Currently I'm doing some unit tests which are executed from bash. Unit tests are initialized, executed and cleaned up in a bash script. This script usualy contains an init(), execute() and cleanup() functions. But they are not mandatory. I'd like to test if they are or are not defined.

I did this previously by greping and seding the source, but it seemed wrong. Is there a more elegant way to do this?

Edit: The following sniplet works like a charm:

fn_exists()
{
    LC_ALL=C type $1 | grep -q 'shell function'
}
Capercaillie answered 17/9, 2008 at 17:57 Comment(4)
Thanks.

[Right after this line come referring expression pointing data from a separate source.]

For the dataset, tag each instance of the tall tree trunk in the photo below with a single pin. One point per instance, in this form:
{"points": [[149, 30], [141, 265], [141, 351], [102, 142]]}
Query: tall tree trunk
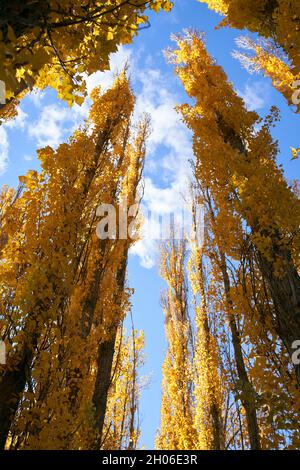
{"points": [[247, 392], [285, 292], [105, 360]]}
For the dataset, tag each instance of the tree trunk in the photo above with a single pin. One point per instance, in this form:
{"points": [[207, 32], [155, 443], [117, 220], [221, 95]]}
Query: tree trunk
{"points": [[247, 392]]}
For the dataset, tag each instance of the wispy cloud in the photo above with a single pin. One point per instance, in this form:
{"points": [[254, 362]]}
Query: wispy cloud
{"points": [[4, 146], [256, 95]]}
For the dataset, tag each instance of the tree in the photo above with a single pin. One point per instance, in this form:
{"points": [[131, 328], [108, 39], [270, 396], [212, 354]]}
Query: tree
{"points": [[61, 299], [177, 430], [236, 160], [51, 43], [269, 18], [265, 57]]}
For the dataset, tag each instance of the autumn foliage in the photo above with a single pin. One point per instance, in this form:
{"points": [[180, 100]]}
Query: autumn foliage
{"points": [[231, 302]]}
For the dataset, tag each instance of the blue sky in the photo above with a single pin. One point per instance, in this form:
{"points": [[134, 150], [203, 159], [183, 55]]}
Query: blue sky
{"points": [[45, 120]]}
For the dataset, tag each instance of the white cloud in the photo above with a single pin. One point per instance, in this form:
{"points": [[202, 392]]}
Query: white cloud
{"points": [[50, 127], [167, 166], [255, 95], [19, 122], [36, 97], [117, 63], [4, 146]]}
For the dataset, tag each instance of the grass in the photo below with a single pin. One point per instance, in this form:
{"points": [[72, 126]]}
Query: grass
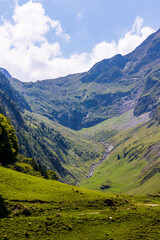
{"points": [[134, 163], [43, 209]]}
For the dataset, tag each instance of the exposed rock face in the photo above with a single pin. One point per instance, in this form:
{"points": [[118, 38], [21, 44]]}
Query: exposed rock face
{"points": [[111, 87]]}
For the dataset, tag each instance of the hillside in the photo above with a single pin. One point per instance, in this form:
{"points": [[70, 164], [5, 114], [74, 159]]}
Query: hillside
{"points": [[117, 98], [64, 151], [110, 88], [133, 166], [35, 208]]}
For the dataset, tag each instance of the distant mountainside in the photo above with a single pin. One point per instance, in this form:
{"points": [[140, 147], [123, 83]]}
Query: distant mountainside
{"points": [[68, 153], [110, 88], [5, 73], [119, 98]]}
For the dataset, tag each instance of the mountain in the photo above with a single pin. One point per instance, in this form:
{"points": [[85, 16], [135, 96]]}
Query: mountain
{"points": [[110, 88], [36, 208], [5, 73], [69, 153], [118, 99]]}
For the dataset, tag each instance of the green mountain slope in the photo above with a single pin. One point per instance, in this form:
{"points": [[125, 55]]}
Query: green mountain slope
{"points": [[35, 208], [110, 88], [133, 166], [66, 152]]}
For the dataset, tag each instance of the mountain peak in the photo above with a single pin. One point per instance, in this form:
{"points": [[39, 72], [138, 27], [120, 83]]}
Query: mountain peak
{"points": [[5, 73]]}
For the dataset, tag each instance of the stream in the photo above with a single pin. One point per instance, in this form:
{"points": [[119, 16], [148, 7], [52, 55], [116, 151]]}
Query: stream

I used this to conditionally define stubbed out versions of functions when loading a shell library. fn_exists foo || foo() { :; }Nuclei
You can save the grep by using type -t and ==.Durden
Does not work when locale is non-english. type test_function says test_function on funktio. when using Finnish locale and ist eine Funktion when using German.Elector
For non-english locales LC_ALL=C to the resqueJadda
B
269

Like this: [[ $(type -t foo) == function ]] && echo "Foo exists"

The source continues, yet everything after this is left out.